Why Roll? Because they bake their own rolls. Why Roaster? Because they serve roast beef sandwiches (on the rolls). It's also somewhat kinda almost close to Coney Island, which has a roller coaster, so I think that must've been part of their thinking. But even closer by, just a mile north on the same road, is the ancient Brooklyn restaurant institution Brennan & Carr, which I wrote about a few months ago. I have to think that R'N'R's decision to go into roast beef was inspired by Brennan & Carr's famous roast beef, but they do a much better job. My sandwich was damn good, much more tender and fresh than B&C's, and even better than some of the sandwiches I've had at Minneapolis' own roast beef institutions of Wally's and Maverick's. I got it with a side of mashed potatoes and gravy, which were actually (I think) homemade, and just as delicious. And root beer!

Roll N Roaster is not the best restaurant in New York City. But it's a true and rare gem, and I'm almost sad I discovered it because now for the rest of my life I'm going to have to worry about whether or not it's still around. 5 years from now, I'll see a rollercoaster on TV, and suddenly my mind will snap to "Oh shit, I hope Roll N Roaster is still around!". But some day it won't be, so you better go there next time you're here. Maybe just, like, go to Momofuku first.

06.18.2019 - by Steve
Hand Pull Noodles and Dumpling HouseBrooklyn
Pork rib noodle soup

These hand pull noodles and dumplings aren't up to the standards of Xi'an Famous Foods, which for me and a million other people in this city is the standard, but hey, it was good. And cheap. And nearby.

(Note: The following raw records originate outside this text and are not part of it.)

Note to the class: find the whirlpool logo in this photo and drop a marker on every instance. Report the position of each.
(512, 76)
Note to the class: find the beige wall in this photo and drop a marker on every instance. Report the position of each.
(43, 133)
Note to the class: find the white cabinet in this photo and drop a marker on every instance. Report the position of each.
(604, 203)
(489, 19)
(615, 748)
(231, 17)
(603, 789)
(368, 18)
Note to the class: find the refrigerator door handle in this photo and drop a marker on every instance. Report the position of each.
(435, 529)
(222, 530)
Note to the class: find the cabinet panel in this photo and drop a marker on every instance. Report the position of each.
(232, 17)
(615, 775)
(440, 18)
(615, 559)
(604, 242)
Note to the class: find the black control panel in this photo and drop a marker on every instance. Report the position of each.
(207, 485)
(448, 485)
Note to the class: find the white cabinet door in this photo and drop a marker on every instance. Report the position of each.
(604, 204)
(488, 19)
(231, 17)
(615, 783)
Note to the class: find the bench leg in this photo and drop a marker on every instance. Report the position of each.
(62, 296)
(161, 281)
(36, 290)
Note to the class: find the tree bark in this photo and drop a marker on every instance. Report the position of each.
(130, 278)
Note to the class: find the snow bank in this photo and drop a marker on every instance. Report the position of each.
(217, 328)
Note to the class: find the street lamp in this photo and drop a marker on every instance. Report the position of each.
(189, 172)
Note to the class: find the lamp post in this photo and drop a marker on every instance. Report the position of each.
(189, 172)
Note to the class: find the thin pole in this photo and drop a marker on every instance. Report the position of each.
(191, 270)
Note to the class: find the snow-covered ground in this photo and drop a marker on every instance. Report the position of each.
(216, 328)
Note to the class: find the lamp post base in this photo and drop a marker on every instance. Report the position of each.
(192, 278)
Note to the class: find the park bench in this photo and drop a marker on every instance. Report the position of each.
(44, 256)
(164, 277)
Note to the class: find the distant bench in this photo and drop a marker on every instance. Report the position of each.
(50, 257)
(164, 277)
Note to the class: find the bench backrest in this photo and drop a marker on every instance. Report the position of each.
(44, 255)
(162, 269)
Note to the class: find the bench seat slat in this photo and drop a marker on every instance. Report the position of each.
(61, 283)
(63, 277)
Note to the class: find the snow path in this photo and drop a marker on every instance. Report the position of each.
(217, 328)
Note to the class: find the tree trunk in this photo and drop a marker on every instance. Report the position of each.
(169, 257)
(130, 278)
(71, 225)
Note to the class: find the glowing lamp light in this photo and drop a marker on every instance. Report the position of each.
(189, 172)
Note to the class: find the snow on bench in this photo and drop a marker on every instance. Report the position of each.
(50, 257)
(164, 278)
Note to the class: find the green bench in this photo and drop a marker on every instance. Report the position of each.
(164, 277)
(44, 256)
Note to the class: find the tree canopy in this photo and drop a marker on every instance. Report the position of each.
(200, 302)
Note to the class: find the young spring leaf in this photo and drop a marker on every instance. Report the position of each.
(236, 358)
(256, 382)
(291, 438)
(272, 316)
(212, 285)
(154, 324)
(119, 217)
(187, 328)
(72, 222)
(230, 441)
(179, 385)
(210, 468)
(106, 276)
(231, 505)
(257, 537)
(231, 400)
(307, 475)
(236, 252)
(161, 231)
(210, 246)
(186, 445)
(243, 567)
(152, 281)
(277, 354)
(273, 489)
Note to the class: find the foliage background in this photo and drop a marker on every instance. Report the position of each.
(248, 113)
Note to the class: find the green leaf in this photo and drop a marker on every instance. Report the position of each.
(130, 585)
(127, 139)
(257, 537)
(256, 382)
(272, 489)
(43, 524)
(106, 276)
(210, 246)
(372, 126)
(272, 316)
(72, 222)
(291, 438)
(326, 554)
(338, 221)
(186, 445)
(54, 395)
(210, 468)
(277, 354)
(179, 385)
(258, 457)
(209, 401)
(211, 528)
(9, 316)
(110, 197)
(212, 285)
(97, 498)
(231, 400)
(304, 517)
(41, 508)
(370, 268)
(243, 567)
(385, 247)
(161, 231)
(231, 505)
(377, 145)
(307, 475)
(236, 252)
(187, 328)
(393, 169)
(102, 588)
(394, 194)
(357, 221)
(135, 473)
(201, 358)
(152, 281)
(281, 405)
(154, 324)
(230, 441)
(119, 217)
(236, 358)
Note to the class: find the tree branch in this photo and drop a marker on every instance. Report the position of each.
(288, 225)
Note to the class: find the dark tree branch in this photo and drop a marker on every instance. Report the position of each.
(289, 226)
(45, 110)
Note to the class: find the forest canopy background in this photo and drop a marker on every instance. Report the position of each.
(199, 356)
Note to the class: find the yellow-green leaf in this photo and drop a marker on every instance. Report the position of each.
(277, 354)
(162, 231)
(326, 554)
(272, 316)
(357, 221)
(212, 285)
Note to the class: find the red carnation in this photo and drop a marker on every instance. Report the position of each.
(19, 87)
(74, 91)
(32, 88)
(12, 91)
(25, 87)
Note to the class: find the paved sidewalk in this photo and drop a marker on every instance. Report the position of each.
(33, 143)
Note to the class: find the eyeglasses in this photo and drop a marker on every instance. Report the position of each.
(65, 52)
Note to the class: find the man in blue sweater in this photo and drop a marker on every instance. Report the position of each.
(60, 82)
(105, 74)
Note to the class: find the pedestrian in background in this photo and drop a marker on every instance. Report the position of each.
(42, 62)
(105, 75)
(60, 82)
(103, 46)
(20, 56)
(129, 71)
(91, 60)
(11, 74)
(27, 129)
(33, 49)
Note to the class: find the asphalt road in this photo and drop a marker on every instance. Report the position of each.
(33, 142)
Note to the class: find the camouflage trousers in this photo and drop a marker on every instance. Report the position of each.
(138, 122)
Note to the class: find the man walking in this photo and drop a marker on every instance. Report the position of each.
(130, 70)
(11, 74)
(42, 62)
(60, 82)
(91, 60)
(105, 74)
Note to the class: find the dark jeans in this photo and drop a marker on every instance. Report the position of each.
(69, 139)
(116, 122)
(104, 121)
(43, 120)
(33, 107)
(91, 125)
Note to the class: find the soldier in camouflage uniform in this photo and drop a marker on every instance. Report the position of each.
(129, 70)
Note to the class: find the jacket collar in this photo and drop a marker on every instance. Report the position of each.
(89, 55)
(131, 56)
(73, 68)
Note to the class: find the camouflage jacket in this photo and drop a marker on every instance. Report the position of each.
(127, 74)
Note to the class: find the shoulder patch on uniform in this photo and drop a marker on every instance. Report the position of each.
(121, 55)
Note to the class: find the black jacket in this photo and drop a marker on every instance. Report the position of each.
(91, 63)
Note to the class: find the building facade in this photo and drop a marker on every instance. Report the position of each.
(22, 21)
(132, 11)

Addendum: Everyone knows Chinatown in lower Manhattan, and a lot of people know about the even-China-er-own of Flushing, Queens. But there's a couple burgeoning little Chinese/Asian neighborhoods in deep Brooklyn that offer a whole lot of decent looking food options (and a lot of hot pot) that are far enough away from the young and beautiful people of New York that they fly a little under the radar. All the dying and angry old Italians might not be too happy about it, but as long as you can get a solid bowl of soup and dumplings for five bucks on a random corner in Bensonhurst, it's hard to see a downside.

05.31.2019 - by Steve
Tacos El BroncoBrooklyn
Tacos

There's a running thread in my New York food adventures, which I may or may not have written about already, and you may or may not have read about already, and it's this: Mexican food isn't that great here. I can't say that's true across the board, as I'm sure there's some exceptional Mexican spots to be found somewhere, but it seems to suffer from the same problem as this town's pizza, bagels, and deli sandwiches. It's as if every place, whether it's a counter service taqueria, a sit down joint, or a truck, gets all the same ingredients from all the same distributors. But unlike pizza and bagels, where the redundant offerings are at least of generally high quality, the average New York taco is just mostly fine I guess.

This does bring us to the Tacos El Bronco truck, which you think might be a "but here's the exception!" moment, but naaah. It's just as okay as every other one. But then it becomes even more disappointing because just a few hours before stumbling upon the truck in Sunset Park, I'd just read El Bronco mentioned on a short list of Best Tacos In Brooklyn. So I had my hopes up, and it didn't happen for me.